His death was announced Wednesday by his lawyers. He had been battling cancer.

“We are truly saddened by the passing of our client and friend, Chuck Blazer,” the lawyers said. “His misconduct, for which he accepted full responsibility, should not obscure Chuck’s positive impact on international soccer.”

Blazer, a U.S. citizen, headed the Confederation of North, Central America and Caribbean Association Football (CONCAAF), which governs soccer in the Western Hemisphere and spearheaded the efforts to popularize the game in North America. He served on FIFA’s executive committee from 1997-2013. This is the period where he is said to have received illegal funds in the form of commissions and fees.

As The New York Times notes: “He was said to have kept two apartments at Trump Tower in Manhattan, one for himself and the other mostly for his cats.
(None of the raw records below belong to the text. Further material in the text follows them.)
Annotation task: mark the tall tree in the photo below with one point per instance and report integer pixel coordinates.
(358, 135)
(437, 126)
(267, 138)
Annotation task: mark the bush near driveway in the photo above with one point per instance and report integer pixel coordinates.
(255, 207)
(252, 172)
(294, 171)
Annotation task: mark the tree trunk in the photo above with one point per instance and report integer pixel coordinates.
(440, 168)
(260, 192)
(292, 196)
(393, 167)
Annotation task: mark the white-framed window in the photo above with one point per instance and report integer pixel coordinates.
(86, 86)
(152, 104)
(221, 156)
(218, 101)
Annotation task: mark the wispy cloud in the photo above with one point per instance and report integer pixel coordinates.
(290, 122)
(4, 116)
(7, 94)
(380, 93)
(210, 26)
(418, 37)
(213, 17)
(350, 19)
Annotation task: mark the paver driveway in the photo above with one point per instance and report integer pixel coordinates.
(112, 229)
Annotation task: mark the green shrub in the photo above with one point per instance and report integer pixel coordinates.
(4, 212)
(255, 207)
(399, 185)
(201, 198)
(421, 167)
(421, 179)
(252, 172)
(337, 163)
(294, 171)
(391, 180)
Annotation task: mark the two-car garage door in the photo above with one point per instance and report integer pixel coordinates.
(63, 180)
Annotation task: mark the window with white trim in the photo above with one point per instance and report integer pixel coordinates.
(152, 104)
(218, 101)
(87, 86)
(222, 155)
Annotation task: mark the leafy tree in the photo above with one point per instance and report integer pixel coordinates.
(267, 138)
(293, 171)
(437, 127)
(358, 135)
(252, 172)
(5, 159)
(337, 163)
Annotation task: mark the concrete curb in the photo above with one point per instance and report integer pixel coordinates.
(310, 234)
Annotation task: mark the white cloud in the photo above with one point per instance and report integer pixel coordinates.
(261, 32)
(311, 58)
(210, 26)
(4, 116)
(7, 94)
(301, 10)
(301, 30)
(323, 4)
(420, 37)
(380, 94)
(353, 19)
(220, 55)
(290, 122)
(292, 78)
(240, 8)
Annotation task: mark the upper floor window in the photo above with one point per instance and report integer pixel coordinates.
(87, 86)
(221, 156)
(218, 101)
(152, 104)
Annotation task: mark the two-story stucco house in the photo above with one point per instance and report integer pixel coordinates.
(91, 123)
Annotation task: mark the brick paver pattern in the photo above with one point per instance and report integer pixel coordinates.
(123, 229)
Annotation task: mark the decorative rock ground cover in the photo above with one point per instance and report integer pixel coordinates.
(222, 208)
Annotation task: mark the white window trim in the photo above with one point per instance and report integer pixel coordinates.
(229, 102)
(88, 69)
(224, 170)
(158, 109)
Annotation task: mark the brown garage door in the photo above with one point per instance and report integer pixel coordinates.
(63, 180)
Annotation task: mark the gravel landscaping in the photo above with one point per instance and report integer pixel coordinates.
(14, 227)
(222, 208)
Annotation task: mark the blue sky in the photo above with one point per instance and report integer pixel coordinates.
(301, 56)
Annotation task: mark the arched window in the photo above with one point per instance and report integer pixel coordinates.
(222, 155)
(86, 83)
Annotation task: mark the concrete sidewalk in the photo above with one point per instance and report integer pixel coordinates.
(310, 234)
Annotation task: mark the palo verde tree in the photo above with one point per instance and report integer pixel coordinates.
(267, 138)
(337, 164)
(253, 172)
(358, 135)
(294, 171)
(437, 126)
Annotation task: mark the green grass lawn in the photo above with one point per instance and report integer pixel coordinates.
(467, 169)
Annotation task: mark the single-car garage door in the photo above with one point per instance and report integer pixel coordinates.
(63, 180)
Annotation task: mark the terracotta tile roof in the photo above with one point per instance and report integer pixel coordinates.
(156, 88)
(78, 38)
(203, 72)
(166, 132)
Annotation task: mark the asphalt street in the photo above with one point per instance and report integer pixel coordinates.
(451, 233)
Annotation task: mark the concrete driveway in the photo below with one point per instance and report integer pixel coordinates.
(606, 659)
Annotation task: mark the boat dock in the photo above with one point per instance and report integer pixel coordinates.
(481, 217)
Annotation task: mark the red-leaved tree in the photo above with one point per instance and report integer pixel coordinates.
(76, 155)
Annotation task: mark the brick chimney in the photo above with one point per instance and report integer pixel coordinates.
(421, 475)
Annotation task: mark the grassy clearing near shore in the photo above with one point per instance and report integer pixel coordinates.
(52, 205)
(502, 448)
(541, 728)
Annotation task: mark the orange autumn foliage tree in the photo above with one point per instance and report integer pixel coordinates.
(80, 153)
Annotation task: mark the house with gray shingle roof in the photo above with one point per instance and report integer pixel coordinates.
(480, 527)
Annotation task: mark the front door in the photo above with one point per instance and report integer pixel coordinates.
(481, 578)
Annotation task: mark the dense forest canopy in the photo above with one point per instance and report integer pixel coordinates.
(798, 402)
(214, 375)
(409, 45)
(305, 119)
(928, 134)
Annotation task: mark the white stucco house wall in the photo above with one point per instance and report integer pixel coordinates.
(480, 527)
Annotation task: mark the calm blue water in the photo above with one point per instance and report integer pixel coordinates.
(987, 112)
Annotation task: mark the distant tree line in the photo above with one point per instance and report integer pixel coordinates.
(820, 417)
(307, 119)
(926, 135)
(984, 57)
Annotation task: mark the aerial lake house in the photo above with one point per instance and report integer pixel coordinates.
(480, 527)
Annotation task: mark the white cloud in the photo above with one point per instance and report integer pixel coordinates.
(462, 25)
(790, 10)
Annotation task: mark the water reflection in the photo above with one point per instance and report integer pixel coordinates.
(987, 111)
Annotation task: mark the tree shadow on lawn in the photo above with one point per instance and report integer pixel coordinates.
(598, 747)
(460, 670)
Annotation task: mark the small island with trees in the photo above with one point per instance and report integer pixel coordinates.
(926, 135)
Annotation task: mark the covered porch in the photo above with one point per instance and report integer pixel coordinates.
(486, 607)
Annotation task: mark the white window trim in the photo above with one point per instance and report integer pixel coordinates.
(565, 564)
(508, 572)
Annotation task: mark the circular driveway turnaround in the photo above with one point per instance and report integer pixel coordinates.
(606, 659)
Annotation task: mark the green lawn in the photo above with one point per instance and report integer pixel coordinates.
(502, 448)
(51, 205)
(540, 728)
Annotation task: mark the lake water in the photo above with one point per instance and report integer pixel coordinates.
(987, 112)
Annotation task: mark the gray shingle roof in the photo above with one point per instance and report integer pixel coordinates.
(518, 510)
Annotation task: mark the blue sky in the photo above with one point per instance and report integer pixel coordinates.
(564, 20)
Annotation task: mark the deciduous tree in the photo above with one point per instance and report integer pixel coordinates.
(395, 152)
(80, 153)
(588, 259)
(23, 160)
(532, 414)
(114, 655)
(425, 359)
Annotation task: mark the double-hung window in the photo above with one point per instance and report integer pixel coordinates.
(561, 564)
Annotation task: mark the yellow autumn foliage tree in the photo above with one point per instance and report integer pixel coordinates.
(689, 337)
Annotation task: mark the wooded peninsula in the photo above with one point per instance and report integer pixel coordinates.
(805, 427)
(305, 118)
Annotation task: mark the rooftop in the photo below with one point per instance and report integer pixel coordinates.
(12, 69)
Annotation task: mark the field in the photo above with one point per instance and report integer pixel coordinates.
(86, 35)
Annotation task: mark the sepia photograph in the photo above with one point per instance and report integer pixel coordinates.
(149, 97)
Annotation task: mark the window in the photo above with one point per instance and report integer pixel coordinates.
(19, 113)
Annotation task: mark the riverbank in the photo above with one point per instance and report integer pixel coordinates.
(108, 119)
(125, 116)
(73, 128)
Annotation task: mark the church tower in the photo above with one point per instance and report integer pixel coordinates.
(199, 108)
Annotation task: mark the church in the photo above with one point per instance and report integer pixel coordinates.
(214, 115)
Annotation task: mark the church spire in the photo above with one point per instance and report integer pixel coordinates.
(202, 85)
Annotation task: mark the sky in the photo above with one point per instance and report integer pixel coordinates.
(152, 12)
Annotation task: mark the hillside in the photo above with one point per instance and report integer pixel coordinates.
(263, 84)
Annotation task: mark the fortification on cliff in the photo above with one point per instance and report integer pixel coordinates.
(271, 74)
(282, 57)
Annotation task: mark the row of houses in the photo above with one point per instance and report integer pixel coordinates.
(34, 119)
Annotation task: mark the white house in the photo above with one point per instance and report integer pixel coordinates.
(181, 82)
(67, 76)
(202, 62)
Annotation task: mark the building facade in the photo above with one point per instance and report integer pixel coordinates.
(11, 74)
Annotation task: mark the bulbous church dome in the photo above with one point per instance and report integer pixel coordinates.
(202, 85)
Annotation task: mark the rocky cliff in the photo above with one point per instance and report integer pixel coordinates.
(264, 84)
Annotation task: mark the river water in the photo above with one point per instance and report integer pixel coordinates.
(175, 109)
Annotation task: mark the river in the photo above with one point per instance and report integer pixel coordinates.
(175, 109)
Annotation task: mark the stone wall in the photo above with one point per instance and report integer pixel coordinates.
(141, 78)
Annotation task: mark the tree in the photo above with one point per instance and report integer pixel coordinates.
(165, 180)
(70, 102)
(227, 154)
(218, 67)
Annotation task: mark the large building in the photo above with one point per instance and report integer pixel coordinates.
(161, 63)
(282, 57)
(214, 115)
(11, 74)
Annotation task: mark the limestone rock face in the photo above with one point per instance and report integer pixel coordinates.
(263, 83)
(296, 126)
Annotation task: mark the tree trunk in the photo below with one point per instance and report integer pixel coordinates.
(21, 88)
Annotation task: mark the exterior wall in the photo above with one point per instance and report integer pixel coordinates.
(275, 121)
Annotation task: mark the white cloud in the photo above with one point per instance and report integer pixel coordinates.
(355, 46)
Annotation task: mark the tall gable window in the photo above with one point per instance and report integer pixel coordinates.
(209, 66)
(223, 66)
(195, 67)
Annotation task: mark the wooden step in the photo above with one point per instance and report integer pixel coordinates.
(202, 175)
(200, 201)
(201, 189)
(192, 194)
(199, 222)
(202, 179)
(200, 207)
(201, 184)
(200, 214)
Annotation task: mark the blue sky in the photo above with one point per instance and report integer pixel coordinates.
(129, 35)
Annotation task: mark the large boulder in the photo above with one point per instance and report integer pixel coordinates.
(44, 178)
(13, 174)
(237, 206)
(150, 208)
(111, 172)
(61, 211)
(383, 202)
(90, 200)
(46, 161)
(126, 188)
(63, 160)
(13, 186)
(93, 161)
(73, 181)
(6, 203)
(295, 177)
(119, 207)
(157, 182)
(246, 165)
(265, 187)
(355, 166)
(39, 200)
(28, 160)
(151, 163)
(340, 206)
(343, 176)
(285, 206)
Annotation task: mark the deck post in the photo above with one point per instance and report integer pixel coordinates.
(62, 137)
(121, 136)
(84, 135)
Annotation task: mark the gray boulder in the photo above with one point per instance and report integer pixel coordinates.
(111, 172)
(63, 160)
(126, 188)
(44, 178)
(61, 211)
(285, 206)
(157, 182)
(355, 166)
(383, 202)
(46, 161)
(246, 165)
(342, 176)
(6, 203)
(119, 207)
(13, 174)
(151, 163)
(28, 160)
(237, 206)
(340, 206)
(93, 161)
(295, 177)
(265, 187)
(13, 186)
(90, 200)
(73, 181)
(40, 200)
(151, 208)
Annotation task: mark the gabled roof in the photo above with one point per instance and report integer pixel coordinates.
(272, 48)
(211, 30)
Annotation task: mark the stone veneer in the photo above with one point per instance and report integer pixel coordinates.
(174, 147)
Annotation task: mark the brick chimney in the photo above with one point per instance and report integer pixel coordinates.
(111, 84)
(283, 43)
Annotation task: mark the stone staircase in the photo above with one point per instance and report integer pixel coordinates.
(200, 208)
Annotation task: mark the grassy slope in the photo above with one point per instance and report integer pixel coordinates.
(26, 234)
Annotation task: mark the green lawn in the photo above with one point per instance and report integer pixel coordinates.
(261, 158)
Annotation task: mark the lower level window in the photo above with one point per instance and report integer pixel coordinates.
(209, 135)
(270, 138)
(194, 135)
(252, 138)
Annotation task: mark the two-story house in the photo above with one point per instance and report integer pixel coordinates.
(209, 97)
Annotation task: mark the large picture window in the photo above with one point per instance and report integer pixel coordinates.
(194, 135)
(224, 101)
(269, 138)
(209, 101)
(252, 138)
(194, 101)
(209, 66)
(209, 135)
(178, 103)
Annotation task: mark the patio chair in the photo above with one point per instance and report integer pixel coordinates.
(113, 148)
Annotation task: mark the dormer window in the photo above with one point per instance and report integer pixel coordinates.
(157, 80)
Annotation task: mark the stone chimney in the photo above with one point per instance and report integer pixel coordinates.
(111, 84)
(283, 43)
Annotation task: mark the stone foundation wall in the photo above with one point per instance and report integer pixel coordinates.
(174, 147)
Sometimes he carried a macaw on his shoulder.”

His failure to file tax returns from 2005 to 2010 to the Internal Revenue Service is what caught the attention of law-enforcement officials. That quickly ballooned into an investigation of corruption within FIFA. Blazer pleaded guilty in 2013 to corruption, money laundering, and tax evasion, related to the bidding process of the 1998 and 2010 World Cups. As a result, he was banned in 2015 for life from all soccer-related activities. But as part of a plea agreement, he agreed to cooperate with U.S. officials investigating corruption in soccer. His disclosures helped expose the rot within FIFA, which the organization is still working to address. It ultimately resulted in the ouster of Blatter, FIFA’s longtime president.

It’s unclear how his death will affect the U.S. investigation of corruption in FIFA. The Times adds that he is survived by Susan Blazer, his former wife; their two children; and several grandchildren.